Hundreds of water-quality tests by the Minnesota Department of Health have been compromised by the failure of a lab analyst to calibrate measurement equipment, according to results of an internal investigation announced Tuesday.

State officials said there is no immediate health risk to people drinking from public water supplies — it’s not even clear whether the inaccurate tests made the water look better or worse — but said they felt compelled to release the findings of the internal review.

“The alleged scientific misconduct introduces an unacceptable margin of error for a small portion of the water testing data our lab generated … for environmental health work,” said Dr. Ed Ehlinger, state health commissioner, in a conference call with reporters.

The tests in question, mostly involving samples of surface water and groundwater, were done on behalf of the department’s Environmental Heath Division and the Minnesota Pollution Control Agency (MPCA) to check for volatile organic compounds or gasoline or diesel products in water supplies.

State officials are reanalyzing the data from 2,200 water samples from 276 communities collected between May 2013 and May 2015. They said the affected samples represent less than 1 percent of the water tested by that lab.

The review will start with water samples from Edina, St. Louis Park, Brooklyn Center, Spring Park and Kasota, because tests in those communities either involved particularly harmful chemicals or the results had been close to warning levels, said Michael Schommer, a Health Department spokesman.

The lab analyst has been placed on “investigational leave,” though officials said it’s unclear why he failed to follow in-house training on proper calibration of testing equipment and on ethical testing procedures.

Most of his work involved groundwater or surface water, but he did analyze some drinking water samples when colleagues were away or on leave, state officials said.

The tests under review also involved water samples around two Superfund environmental cleanup sites — the Lindala Sanitary Landfill in Wright County and a known contaminated groundwater plume in the Baytown Township section of Washington County.

Ehlinger said a top priority is to reanalyze groundwater data from those sites as well as any private property water wells in the two regions.

Results could prompt additional water sampling and testing in those regions.

The lapse is not unprecedented around the country. In 2006, the New York Department of Public Health suspended seven inspectors who failed to conduct quality control checks on devices that measured the acid and chlorine levels of drinking water.

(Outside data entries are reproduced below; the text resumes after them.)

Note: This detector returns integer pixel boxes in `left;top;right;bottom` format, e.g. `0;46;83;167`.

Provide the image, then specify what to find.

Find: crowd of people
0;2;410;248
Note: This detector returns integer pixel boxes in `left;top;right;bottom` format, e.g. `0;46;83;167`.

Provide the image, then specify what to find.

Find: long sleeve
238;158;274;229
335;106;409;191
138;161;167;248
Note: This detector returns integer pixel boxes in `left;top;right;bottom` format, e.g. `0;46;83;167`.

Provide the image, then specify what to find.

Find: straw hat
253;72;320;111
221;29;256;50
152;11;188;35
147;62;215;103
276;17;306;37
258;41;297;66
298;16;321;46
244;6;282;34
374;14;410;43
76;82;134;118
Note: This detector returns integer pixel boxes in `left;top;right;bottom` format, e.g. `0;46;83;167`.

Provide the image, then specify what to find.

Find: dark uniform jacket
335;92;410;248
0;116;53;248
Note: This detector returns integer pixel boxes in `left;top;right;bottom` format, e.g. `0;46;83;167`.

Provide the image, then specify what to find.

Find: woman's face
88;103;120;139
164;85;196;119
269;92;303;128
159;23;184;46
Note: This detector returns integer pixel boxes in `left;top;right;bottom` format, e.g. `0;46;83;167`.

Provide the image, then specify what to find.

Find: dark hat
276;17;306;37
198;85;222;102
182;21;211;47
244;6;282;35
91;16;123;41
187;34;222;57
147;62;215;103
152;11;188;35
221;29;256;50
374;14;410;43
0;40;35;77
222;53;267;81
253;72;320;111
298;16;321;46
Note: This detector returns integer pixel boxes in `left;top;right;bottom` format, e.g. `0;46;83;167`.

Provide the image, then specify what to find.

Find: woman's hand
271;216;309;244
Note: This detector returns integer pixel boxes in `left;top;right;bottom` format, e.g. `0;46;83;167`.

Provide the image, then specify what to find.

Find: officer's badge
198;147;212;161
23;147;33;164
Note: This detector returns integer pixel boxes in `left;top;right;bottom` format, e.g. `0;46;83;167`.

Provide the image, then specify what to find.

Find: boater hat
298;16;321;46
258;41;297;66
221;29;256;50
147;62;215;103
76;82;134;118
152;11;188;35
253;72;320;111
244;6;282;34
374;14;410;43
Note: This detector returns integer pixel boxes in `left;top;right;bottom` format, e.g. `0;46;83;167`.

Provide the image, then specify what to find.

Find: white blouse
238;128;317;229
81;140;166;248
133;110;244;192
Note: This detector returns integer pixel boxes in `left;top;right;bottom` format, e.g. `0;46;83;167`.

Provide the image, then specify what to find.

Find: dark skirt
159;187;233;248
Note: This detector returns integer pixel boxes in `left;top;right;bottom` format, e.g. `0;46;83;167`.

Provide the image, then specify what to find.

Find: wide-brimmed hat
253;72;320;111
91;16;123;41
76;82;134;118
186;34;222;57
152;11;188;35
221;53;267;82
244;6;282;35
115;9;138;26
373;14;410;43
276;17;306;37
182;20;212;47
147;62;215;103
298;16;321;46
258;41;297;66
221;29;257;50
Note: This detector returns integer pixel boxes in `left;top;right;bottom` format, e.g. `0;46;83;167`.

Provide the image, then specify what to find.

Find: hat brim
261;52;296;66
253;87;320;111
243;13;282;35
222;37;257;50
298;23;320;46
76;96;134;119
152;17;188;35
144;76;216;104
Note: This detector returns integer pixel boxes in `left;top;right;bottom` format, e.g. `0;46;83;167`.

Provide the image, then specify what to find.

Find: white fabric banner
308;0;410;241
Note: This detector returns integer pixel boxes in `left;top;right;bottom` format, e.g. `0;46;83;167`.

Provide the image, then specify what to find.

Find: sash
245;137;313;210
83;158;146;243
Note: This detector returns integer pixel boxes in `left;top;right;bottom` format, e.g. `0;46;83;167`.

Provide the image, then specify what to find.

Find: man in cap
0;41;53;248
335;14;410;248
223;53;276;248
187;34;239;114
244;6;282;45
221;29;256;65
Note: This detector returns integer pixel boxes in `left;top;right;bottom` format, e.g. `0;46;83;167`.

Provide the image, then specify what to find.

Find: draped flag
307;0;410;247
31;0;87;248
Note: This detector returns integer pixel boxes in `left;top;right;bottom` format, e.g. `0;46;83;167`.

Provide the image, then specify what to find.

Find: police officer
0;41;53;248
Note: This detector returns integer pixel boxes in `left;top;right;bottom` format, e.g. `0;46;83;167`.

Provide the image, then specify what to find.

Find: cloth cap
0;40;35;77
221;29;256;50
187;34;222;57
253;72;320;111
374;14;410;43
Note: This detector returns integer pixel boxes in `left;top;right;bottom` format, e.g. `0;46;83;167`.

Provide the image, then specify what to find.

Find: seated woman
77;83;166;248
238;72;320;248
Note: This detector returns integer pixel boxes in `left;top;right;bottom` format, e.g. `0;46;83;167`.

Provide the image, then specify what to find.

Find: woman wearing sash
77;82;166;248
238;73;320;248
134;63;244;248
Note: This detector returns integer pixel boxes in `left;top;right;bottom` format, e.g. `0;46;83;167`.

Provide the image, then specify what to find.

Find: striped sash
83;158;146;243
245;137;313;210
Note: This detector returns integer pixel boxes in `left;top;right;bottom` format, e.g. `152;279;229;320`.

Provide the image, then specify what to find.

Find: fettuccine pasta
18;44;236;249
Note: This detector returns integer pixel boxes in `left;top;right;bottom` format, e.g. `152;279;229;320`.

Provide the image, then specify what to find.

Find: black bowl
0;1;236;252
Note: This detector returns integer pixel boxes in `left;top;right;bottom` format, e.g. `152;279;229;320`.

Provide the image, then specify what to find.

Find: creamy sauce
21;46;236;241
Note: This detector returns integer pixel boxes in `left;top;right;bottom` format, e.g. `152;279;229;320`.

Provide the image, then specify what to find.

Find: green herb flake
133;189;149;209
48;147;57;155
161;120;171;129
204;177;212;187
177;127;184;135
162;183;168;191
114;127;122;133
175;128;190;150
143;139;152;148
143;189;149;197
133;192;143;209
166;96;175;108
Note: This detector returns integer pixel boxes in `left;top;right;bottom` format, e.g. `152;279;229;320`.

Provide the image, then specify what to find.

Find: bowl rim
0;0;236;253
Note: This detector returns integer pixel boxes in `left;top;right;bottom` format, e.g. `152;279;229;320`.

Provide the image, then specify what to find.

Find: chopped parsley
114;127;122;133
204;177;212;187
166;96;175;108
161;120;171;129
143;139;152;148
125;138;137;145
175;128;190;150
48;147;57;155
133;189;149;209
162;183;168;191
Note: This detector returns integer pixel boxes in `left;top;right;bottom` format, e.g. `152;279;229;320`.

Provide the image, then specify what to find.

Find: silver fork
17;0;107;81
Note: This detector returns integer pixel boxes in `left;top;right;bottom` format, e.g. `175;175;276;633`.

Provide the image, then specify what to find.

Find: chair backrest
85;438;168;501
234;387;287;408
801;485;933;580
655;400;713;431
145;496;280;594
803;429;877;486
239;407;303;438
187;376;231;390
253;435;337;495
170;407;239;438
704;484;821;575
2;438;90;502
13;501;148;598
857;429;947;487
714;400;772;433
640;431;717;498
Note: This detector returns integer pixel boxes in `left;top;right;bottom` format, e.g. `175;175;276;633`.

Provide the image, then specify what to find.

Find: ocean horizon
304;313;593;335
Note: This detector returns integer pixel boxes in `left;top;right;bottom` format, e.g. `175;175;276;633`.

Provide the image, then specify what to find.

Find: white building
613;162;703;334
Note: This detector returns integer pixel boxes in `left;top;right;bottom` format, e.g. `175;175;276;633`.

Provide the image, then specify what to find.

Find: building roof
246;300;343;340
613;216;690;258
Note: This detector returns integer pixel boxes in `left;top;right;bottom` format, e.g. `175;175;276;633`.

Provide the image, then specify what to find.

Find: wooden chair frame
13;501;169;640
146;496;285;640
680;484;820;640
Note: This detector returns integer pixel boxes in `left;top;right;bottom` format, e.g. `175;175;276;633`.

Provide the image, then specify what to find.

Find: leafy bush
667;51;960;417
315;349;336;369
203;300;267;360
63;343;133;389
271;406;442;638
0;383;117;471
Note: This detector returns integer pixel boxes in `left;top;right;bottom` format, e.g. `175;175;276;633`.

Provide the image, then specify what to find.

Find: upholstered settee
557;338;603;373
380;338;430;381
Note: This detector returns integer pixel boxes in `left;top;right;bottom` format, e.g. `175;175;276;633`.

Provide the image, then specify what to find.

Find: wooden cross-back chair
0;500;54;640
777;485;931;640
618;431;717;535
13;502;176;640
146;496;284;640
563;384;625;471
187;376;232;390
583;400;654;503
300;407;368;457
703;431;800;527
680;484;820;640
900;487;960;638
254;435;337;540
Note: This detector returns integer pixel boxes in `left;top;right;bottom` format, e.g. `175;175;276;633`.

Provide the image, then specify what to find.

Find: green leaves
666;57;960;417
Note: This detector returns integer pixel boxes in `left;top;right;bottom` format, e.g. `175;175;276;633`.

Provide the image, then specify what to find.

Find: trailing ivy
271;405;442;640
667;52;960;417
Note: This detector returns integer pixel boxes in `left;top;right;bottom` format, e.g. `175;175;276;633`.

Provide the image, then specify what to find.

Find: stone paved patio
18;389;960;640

The alleged misconduct by the Minnesota analyst was discovered this spring when a company hired to review the state’s water data noticed an irregularity. Water sample analysis was outsourced to a private firm while state health officials investigated the case.

The state resumed water sample analysis as of June, and put the suspect employee on leave in August pending results of the investigation. Ehlinger declined to provide more details on the worker, other than to say he was a longtime employee.

An MPCA official on Tuesday expressed confidence in the Health Department lab and its efforts to prevent similar errors in the future.

“Our goal is to protect the environment and human health,” said Kirk Koudelka, MPCA assistant commissioner. “To do this, we need to have confidence in the data.”